The Banking Association South Africa (Basa) said on Friday that it had noted statements made during the African National Congress (ANC) National Policy Conference about the South African Reserve Bank (SARB).
This comes after the chairperson of the ANC’s economic transformation commission, Enoch Godongwana, said that the party had resolved to keep the bank independent, but to investigate the possibility of changing its ownership.
The issue of the independence of the Reserve Bank has come under close scrutiny since Public Protector Busisiwe Mkhwebane last month ordered remedial action directing Parliament to effect a constitutional amendment to the powers of the bank, from targeting inflation to promoting economic growth.
Mkhwebane criticised SARB for failing to recover R1.125-billion from Bankorp Limited/ABSA Bank which was advanced as an “illegal gift” to the Bankorp group, which was bought by ABSA in the early 1990s.
The public protector made her assertions while releasing the report on Sarb’s alleged failure to recover “misappropriated funds” in the erstwhile Bankorp lifeboat investigation.
Basa said in a statement that it was in the interest of all South Africans, particularly the poorest of the poor, who bear the brunt of financial instability, that the independence of the Reserve Bank be protected.
“While the shareholding of the Reserve Bank is not a critical issue, the independence of the bank is of paramount importance. The Reserve Bank is South Africa’s central bank, and it plays a vital role in formulating and implementing monetary policy, supervising the banking system and managing reserves,” Basa said.
“The Reserve Bank is the lender of last resort and able to provide liquidity to the market in the event of financial shocks.
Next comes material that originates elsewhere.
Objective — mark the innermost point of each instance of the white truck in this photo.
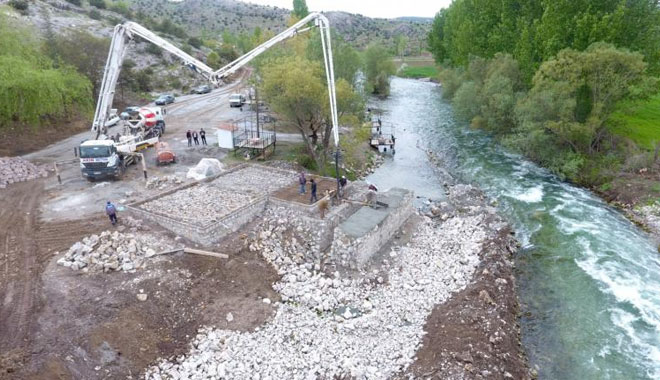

As such, it is fundamental to maintaining confidence in our country’s financial system and the South African economy as a whole.”
Basa said the role of the Reserve Bank and its independence were protected by the constitution, and it was crucial that this independence be preserved.
The Reserve Bank’s current mandate has been to maintain price stability and to enable growth.
“This mandate and the inflation targets are decided in consultation with government, but the instruments to achieve these are decided independently whether most Reserve Bank shares are held by the state or by private individuals should have no bearing on this,” Basa said.